With this power, Scott would become the first Green Lantern of Earth, and later a founding member of the Justice Society of America, predecessors to the Justice League.
That's how events unfolded in All-American Comics #16, and this is exactly the story told in the form of Doctor Manhattan's narration in the opening page of Doomsday Clock #7. In true Manhattan fashion, the narration jumps backwards and forwards in time, given that, to the omniscient blue character, all events unfold at the same time.
However, history is altered in the third panel of the page. In the past, Manhattan moves the emerald Lantern six inches, now positioning it out of Alan Scott's reach. Suddenly, the train crash that results in Scott becoming the Green Lantern ends with a different outcome: The wreck has now killed the future superhero.
The change happens quite rapidly, but this tells us that Doctor Manhattan just altered the past of the DC Universe, the first manipulation of what we assume will end up being many. We don't yet know why Manhattan has chosen to get rid of Alan Scott. Was it random, or purposeful? Since Manhattan sees all events at once, he knows that Alan Scott would become a founding member of the JSA. In fact, Manhattan sees the first ever meeting of the JSA in the second panel of the page. Perhaps he knew that killing Alan Scott would create a ripple effect that would result in the JSA never coming together at all. Either that or he systematically killed all of the members of the team throughout the timeline.

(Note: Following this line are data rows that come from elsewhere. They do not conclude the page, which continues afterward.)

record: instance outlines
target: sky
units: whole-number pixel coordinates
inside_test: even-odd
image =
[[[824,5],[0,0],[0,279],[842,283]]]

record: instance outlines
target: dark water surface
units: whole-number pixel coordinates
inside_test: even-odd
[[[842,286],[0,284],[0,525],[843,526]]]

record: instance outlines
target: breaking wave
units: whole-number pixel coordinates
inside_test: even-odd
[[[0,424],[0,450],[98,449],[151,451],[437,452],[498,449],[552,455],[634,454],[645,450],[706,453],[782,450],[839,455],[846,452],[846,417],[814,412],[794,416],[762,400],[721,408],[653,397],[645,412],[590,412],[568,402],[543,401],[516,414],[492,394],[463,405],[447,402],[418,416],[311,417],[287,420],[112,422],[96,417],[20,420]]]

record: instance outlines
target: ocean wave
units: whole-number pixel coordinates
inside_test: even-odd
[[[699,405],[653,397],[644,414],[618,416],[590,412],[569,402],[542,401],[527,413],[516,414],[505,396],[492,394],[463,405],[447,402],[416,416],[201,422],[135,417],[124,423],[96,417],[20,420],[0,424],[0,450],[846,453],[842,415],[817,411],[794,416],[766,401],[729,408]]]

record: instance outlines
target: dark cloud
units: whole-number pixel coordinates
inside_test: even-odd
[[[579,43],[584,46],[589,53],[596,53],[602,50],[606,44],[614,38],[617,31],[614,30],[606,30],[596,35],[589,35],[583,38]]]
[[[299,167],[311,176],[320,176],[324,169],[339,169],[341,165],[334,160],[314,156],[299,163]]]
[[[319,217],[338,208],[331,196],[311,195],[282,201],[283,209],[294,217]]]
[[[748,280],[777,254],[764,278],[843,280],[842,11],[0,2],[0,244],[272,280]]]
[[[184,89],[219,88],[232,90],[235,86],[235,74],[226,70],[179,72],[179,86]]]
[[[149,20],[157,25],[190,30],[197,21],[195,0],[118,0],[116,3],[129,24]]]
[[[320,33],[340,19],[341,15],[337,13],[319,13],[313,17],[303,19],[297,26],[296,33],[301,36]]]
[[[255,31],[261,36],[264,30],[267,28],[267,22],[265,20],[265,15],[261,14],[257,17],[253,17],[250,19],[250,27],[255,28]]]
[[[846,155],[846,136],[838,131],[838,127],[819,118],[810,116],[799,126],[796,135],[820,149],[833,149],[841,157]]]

Right now, it's difficult to say why Doctor Manhattan would choose to get rid of the DCU's JSA. Perhaps he knew that, unlike the Justice League, they would overcome whatever manipulations he has planned. Or, perhaps, he saw them as too similar to the Minutemen and the Watchmen, the superhero groups of his own universe. Perhaps, for his latest experiment, Doctor Manhattan needed a clean slate. But... why? What is he after?